Megakaryocyte-specific positive regulatory sequence 5' to the human PF4 gene.

Platelet factor 4 (PF4) is only expressed in platelets and is an appropriate marker for studying megakaryocytic differentiation. We previously characterized cDNA and genomic clones for human PF4 (hPF4) and now present transient expression studies defining the promoter of the gene. 12-O-tetradecanoyl-phorbol-13- acetate (TPA) induces megakaryocytic differentiation of human erythroleukemia (HEL) cells, providing an excellent model system for the study of megakaryocyte-specific promoter activity. Luciferase reporter-gene constructs containing sequences from -2074 to +49 were used to map regions that may regulate PF4 gene expression.

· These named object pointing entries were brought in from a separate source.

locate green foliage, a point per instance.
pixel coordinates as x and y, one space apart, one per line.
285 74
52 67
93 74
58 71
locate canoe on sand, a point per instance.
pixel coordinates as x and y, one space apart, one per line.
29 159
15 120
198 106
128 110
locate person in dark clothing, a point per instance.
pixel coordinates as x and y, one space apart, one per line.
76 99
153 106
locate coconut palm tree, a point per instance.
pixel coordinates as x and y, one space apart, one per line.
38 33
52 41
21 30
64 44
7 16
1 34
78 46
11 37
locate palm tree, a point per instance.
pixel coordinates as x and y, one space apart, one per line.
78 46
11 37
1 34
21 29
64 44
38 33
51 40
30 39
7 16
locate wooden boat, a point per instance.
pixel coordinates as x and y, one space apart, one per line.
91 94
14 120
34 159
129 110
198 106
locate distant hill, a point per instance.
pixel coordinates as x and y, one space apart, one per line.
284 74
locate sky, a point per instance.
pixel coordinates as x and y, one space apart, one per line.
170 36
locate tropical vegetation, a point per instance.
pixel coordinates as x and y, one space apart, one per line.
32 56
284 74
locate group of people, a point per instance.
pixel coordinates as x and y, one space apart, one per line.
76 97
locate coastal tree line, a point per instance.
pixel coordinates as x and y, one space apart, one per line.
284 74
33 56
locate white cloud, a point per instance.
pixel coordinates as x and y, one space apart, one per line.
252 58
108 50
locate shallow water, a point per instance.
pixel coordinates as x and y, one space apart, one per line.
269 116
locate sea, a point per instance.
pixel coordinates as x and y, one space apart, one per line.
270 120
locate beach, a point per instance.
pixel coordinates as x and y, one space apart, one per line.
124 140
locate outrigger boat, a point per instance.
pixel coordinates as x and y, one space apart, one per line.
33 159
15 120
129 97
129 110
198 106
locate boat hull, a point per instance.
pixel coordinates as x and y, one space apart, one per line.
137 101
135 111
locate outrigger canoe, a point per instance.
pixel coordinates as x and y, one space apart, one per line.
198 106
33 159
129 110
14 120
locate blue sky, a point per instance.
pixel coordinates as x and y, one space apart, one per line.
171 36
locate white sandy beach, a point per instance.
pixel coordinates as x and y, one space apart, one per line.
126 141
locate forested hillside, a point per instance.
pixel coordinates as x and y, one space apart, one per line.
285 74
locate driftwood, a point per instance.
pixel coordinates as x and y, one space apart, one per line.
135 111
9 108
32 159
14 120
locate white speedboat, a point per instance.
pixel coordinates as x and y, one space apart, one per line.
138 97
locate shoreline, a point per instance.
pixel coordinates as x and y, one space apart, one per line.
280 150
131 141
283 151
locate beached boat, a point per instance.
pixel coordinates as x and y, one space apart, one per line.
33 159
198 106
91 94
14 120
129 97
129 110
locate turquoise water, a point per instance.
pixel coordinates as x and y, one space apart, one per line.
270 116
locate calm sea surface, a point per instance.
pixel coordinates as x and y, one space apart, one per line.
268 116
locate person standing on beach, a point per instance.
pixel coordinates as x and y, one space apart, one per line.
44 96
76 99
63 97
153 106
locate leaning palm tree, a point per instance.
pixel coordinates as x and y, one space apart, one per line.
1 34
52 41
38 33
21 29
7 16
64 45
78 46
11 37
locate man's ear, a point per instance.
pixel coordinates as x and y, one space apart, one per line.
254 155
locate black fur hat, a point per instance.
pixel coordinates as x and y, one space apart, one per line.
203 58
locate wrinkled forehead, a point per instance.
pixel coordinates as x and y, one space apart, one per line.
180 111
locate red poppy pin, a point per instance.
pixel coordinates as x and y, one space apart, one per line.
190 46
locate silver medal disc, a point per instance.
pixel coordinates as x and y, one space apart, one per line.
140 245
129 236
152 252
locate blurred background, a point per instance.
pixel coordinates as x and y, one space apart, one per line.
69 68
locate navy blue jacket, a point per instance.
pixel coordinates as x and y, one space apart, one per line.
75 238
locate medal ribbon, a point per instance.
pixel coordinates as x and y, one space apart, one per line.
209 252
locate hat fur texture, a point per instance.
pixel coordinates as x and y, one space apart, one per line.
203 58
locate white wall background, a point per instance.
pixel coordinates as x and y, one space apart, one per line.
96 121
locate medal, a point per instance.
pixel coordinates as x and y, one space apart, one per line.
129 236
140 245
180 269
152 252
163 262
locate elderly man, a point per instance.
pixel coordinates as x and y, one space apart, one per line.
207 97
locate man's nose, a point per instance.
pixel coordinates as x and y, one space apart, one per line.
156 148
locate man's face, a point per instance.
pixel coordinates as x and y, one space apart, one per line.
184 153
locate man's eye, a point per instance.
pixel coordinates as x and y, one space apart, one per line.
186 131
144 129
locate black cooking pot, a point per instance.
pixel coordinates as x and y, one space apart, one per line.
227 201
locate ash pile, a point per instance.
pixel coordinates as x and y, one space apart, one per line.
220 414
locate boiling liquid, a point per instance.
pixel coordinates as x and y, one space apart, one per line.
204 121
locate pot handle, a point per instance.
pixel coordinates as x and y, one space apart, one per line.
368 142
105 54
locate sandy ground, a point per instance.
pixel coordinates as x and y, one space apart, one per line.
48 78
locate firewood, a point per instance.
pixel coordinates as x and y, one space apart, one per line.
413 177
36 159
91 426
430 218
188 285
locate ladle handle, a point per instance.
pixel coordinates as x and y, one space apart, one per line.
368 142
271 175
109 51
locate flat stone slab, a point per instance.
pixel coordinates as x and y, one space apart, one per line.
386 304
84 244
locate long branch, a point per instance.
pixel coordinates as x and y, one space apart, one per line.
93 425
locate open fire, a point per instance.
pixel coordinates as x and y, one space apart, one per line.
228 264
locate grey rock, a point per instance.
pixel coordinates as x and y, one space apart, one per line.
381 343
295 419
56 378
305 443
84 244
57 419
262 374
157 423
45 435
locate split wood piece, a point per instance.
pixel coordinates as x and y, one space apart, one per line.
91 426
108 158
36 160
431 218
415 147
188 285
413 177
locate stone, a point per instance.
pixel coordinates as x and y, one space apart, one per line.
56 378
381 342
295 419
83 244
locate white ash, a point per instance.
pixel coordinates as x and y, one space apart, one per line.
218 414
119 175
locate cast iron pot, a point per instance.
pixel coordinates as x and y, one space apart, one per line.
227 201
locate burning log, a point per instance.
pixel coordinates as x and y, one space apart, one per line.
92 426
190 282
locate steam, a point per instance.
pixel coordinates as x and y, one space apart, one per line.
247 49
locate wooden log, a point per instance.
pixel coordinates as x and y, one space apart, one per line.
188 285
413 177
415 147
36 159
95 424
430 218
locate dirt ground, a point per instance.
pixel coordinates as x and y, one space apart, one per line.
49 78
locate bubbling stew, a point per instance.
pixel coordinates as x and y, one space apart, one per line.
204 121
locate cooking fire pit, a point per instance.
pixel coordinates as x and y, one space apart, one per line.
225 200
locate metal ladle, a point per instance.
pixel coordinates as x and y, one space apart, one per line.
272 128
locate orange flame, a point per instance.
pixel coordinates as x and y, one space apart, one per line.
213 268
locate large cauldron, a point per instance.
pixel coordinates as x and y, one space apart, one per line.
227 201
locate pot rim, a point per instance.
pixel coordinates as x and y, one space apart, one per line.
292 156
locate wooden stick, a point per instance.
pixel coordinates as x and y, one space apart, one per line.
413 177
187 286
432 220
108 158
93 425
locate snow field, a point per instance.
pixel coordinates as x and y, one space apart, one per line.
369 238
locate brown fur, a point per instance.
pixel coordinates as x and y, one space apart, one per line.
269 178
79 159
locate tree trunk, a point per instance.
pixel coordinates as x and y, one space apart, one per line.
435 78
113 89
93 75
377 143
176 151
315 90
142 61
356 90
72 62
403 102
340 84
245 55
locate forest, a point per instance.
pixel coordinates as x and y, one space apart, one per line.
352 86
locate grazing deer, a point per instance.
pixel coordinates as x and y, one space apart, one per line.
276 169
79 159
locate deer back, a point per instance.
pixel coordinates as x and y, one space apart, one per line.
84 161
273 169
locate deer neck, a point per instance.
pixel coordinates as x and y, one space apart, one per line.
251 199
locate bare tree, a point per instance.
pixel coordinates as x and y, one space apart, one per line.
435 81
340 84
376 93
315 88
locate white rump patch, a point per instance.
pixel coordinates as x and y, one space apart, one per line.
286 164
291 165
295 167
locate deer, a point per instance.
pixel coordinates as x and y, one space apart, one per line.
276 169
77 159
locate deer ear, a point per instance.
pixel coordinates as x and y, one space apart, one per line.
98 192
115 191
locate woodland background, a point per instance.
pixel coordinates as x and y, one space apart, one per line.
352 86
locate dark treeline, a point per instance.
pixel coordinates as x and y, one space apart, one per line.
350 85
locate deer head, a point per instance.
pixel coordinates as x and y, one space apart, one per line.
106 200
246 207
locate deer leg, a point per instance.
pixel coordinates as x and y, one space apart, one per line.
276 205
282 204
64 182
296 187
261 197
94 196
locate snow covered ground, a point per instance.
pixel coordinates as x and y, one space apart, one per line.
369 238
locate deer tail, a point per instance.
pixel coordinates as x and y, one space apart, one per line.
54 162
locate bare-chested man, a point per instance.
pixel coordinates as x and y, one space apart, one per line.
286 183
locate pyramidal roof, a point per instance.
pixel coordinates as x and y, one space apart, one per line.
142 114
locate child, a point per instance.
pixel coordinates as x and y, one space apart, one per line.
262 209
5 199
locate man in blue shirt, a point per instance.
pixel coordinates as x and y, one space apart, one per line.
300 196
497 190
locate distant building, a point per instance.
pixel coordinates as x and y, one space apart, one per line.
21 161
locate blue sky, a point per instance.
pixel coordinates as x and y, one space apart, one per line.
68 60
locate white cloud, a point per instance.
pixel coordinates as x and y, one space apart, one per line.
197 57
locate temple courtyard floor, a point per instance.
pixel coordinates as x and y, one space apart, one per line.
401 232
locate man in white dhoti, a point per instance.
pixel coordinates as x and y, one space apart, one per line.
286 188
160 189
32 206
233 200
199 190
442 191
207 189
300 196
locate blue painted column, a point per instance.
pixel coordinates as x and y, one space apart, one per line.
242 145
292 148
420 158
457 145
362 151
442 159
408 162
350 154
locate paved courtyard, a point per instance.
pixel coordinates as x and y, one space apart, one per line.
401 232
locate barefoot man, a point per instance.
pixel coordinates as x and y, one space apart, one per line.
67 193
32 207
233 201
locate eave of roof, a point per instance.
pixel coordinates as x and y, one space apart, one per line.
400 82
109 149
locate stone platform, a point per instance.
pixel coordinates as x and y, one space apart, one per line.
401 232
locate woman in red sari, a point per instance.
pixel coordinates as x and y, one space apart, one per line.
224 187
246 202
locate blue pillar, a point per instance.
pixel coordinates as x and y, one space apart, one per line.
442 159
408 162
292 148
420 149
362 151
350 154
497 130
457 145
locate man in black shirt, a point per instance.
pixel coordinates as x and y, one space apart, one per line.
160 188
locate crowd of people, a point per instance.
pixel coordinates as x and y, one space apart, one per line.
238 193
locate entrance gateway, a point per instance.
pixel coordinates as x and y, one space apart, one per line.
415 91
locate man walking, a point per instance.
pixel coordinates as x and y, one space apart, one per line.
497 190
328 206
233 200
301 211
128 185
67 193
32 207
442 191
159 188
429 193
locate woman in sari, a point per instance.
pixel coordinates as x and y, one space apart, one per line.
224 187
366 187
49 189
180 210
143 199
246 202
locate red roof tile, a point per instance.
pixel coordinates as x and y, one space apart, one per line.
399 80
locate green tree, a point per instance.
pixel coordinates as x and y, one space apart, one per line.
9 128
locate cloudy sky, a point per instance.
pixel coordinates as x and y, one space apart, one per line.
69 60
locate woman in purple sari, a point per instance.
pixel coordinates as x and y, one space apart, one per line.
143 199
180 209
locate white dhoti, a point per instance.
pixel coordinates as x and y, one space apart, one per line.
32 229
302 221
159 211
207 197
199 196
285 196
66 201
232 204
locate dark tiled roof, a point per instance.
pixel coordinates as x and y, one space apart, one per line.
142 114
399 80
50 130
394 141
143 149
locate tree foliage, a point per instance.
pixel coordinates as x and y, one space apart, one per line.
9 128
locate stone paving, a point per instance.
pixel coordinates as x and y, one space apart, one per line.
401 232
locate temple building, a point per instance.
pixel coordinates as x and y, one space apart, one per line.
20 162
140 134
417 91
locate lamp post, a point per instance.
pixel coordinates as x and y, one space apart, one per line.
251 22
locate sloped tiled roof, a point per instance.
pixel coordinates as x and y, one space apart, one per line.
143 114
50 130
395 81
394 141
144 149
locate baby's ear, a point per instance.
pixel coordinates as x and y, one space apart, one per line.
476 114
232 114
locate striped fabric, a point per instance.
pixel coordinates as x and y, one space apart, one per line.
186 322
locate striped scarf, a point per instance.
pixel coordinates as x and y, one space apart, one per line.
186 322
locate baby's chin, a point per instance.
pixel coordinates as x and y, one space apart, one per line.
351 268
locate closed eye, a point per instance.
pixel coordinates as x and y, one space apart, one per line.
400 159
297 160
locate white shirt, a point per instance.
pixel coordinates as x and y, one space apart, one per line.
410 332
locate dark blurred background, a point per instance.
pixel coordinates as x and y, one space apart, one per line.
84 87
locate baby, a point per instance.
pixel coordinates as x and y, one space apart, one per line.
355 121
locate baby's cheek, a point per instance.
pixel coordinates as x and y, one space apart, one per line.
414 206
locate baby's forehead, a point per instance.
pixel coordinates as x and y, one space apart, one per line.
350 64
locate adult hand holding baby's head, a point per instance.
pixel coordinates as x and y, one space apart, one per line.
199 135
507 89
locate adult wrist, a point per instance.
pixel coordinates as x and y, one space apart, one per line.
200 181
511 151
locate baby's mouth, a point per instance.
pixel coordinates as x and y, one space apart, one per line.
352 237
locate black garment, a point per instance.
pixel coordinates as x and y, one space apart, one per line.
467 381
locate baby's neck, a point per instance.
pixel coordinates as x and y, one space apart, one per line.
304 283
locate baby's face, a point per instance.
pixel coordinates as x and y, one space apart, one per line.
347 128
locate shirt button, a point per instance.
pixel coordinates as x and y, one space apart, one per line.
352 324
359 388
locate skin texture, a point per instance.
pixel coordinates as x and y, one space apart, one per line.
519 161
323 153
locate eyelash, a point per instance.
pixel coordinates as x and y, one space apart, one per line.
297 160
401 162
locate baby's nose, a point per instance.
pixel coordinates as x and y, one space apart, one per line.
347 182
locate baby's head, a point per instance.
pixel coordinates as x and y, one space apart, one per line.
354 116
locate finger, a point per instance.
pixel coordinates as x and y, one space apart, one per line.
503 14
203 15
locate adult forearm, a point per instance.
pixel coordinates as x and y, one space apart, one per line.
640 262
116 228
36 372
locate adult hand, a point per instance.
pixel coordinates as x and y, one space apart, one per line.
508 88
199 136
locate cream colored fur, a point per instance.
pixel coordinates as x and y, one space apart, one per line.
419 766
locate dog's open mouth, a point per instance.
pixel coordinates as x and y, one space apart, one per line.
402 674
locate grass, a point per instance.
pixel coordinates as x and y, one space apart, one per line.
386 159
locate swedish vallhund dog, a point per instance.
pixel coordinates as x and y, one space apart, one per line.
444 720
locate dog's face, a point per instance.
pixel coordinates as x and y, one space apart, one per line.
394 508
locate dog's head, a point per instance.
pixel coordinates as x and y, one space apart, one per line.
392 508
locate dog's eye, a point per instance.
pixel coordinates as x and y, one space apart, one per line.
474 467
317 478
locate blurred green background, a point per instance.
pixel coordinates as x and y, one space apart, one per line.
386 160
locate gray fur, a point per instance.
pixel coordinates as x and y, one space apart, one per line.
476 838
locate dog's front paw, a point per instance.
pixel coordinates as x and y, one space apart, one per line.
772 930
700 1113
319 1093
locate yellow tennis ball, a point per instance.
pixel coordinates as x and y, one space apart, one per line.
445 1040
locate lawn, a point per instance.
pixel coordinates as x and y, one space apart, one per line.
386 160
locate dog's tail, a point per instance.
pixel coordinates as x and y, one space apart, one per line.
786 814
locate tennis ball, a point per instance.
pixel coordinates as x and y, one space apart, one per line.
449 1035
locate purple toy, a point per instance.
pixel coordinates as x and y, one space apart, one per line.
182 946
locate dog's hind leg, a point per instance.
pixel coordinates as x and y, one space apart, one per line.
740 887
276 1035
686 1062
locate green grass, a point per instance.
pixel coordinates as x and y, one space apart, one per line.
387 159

The sequence in the region -239 to -107 increased basal promoter activity by four- to five-fold in TPA-induced HEL cells. The sequence between -239 and -107 contains 53 consecutive thymidine residues. Functional studies using constructs in this region show that poly(T) and the region -187 to -107 are necessary for the total increase in activity in TPA-induced HEL cells. Mobility-shift assays show that the poly(T) tract binds TPA-inducible proteins. The results suggest a complex promoter for the PF4 gene involving a basal nonspecific promoter element between -107 and +49, a positive promoter element between -239 and -107 binding specific nuclear proteins from megakaryocyte-lineage cells, and a silencer-like region between -2074 and -1653.